Как мы ни уговаривали его, что это рыба, – Цорн не ел.
Тут же за столом сидел огромного роста итальянец, тенор Таманьо. Он услыхал про змею и тоже испугался и сказал:
– Остия! Это невозможно…
Как мы ни уговаривали, брали все в ложку кусок стерляди, показывали – «вот видите», и клали в рот рыбу, ни Цорн, ни Таманьо не могли есть.
* * *
В Третьяковской галерее Цорн долго смотрел картины, особенно Сурикова, и сказал мне, что он поражен и восхищен этим собранием живописи.

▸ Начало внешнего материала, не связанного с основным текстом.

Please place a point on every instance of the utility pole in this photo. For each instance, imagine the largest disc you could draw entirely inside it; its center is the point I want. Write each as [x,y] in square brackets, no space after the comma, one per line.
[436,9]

– Я вижу особенность и силу собранных произведений, в них есть чисто русские свойства.
Поленов показывал ему свою картину «Христос и грешница». Но Цорн смотрел на висевший рядом на стене большой этюд, написанный с натуры Поленовым, «Зима в Олонецкой губернии» (откуда он родом) – деревенские избы на фоне высокого леса.
– Как это прекрасно, – сказал Цорн.
– Это потому, – ответил я, – что похоже на Швецию, на вашу родину.
– Нет, – ответил Цорн. – Тут дивные краски…
* * *
Цорн, я и Поленов были приглашены на вечер к князю В. М. Голицыну[145]. Кажется, он был в это время губернатором Москвы. Князь сам приехал и пригласил Цорна и нас. Его жена, Софья Николаевна Голицына, рисовала и писала красками[146]. Народу на вечере было много, много дам света. Приехали посмотреть знаменитого художника-иностранца.
За большим круглым столом расположились гости за чаем.
– Теперь такая живопись пошла, – говорила одна дама. – Ужас! Все мазками и мазками, понять ничего нельзя. Ужасно. Я видела недавно в Петербурге выставку. Говорили, это импрессионисты. Нарисован стог сена, и, представьте, синий… Невозможно, ужасно. У нас сено, и, я думаю, везде – зеленое, не правда ли? А у него синее! И мазками, мазками… Знаменитый, говорят, художник-импрессионист, француз. Это ужас что такое! Вы вот хорошо, что не импрессионист, надеюсь, у нас их нет, и слава богу.
Я смотрю – Цорн как-то мигает.
– Да. Но и Веласкес – импрессионист, сударыня, – сказал он.
– Неужели? – удивились дамы.
– Да, и он (Цорн показал на меня) – импрессионист.
– Да что вы. Неужели? – вновь изумились дамы. – А портрет Софи написал так гладко!…
Дорогой до дому Цорн спрашивал меня:
– Это высший свет? Это высший свет?
– Да, – говорю я.
– Как странно.
Цорн молчал. А на другой день утром он собрал свои чемоданы и уехал к себе, в Швецию.
* * *
С большим чувством признательности я вспоминаю своих учителей живописи. Милого друга, Василия Дмитриевича Поленова. Какой скромной души был этот прекрасный художник! Как он любил нас, Левитана, меня и Ф. И. Шаляпина, для которого рисовал костюм Мефистофеля. Он говорил мне, что хочет написать земную жизнь Христа. «Ничто меня так не поражает, – говорил он, – как образ Спасителя».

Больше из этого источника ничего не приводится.